Backlash Erupts as Gun Violence Groups Slam The Drama Over Misaligned Marketing
March for Our Lives accuses the film of making light of real-world tragedies.
So, here comes another A24 movie ready to spark some heated conversations—maybe even more so than usual. The studio's never really been afraid of uncomfortable territory, but with The Drama, it might have bitten off more than it can chew, at least in the opinion of more than a few viewers and advocates. This time out, we're getting a film that wades directly into the messy, endlessly polarizing topic of school shootings, but with a tone that not everyone is buying.
Who's Involved (and Why the Controversy Is Already Boiling)
On the creative side, you've got Norwegian director Kristoffer Borgli bringing together Robert Pattinson and Zendaya as the film's leads—a combo designed to get attention. The premise: Emma (Zendaya) and Charlie (Pattinson) are on the verge of getting married when they start trading confessions about their pasts. Charlie reveals that, as a teen, he was a cyberbully; Emma drops a much heavier bombshell: she once planned a school shooting and actually brought a gun to school. The rest of the movie focuses on how this revelation upends not just their relationship, but their entire social world.
The Backlash You Probably Saw Coming
Unsurprisingly, not everybody thinks this edgy setup is brilliant or responsible. Some critics are calling The Drama out for being too cavalier—essentially, for making a joke or a spectacle out of something deadly serious, especially in the U.S. context.

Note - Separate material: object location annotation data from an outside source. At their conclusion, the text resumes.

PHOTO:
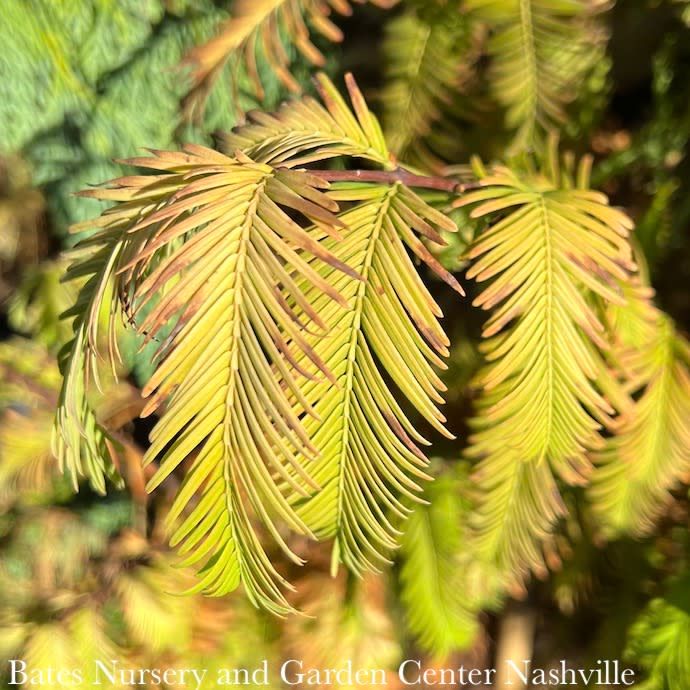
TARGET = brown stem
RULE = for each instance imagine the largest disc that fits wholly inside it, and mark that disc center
(442, 184)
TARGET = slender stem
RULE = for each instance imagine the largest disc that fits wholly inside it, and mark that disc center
(442, 184)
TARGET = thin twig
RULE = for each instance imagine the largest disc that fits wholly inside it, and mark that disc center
(442, 184)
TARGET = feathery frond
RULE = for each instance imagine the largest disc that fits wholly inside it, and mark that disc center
(541, 51)
(649, 454)
(553, 243)
(30, 381)
(427, 56)
(83, 446)
(438, 604)
(345, 621)
(369, 456)
(304, 131)
(271, 28)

The group that has come out swinging the hardest so far: March for Our Lives, the gun violence advocacy org started by survivors of the Parkland shooting. As soon as the marketing push for the film began, the group issued a critical statement on Instagram, taking aim at both the content and the tone of the way A24 is promoting things. Here’s how they put it:
'The film may be attempting to engage real questions about accountability and change, but A24’s marketing does not meet it there ... With a subject this serious, especially in the U.S., that conversation cannot begin and end on screen. It has to carry through in how the film is presented. We understand that art can provoke discomfort and use humor to approach difficult subjects. But when something like a school shooting is treated lightly or played for irony, it raises a deeper question: what kind of conversation is this meant to start?'
In other words—not only is the movie itself potentially crossing a line, but the way it’s being packaged for audiences feels dismissive, if not outright offensive, to people who have to live with the reality of these tragedies.

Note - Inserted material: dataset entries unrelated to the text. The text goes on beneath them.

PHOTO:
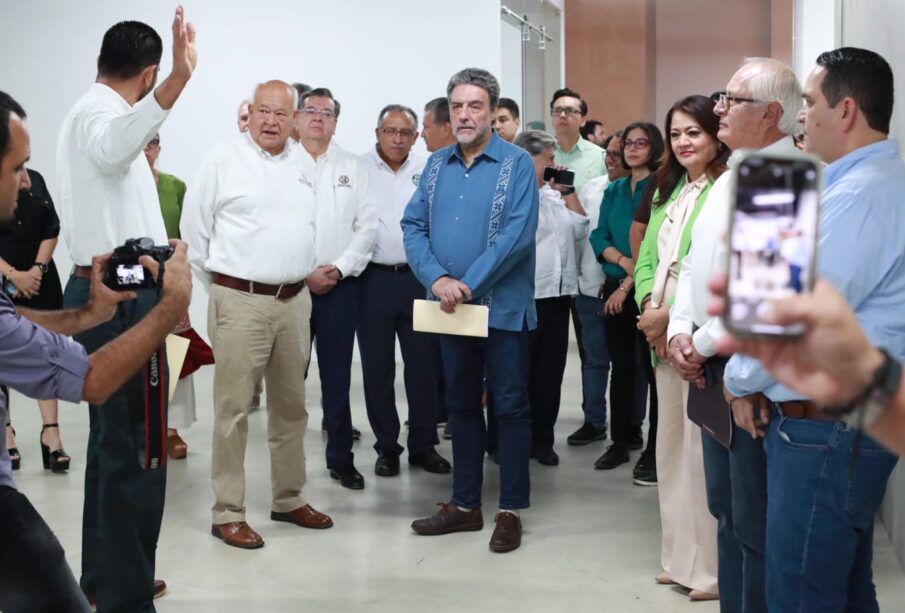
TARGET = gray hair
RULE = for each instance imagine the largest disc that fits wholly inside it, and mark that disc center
(534, 142)
(479, 77)
(777, 83)
(289, 90)
(399, 108)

The Stakes, According to Survivors
If you want a sense of just how personal this is, Jackie Corin, who is both a founder of March for Our Lives and a Parkland shooting survivor, spoke to The Hollywood Reporter to further unpack the group's unease. Corin’s whole point: whether or not the filmmakers have the best intentions, portraying something as heavy as an almost-school shooting is not a minor artistic choice. Oversimplify, joke, or aim for edgy irony, and you risk flattening the real-world trauma behind the headlines. She put it something like this:
'Gun violence, particularly in schools, is not just another dramatic device. Art has the capacity to deepen public understanding and create emotional clarity and awareness, but it can also flatten and distort reality, especially when it leans on shorthand or tries to make something more palatable than it actually is. With something like a near school shooting, even small tonal choices can shift whether a story feels productive or dismissive.'
Translation: this is not a time for cute irony or clever jokes—if you’re going to tackle this subject, you’d better earn it.
The Main Players
- Cast: Zendaya (Emma), Robert Pattinson (Charlie)
- Director: Kristoffer Borgli
- Plot in a nutshell: Two people, one week away from their wedding, have everything blown up by a secret that’s way, way darker than anyone expected.
What Now?
The bottom line: A24’s The Drama hasn’t even hit theaters yet, but the arguments about whether it’s bold art or just plain insensitive are already in full swing. Whether you’re eager to see what all the fuss is about, or you think the movie’s premise is a terrible idea, expect plenty of debate when this one lands.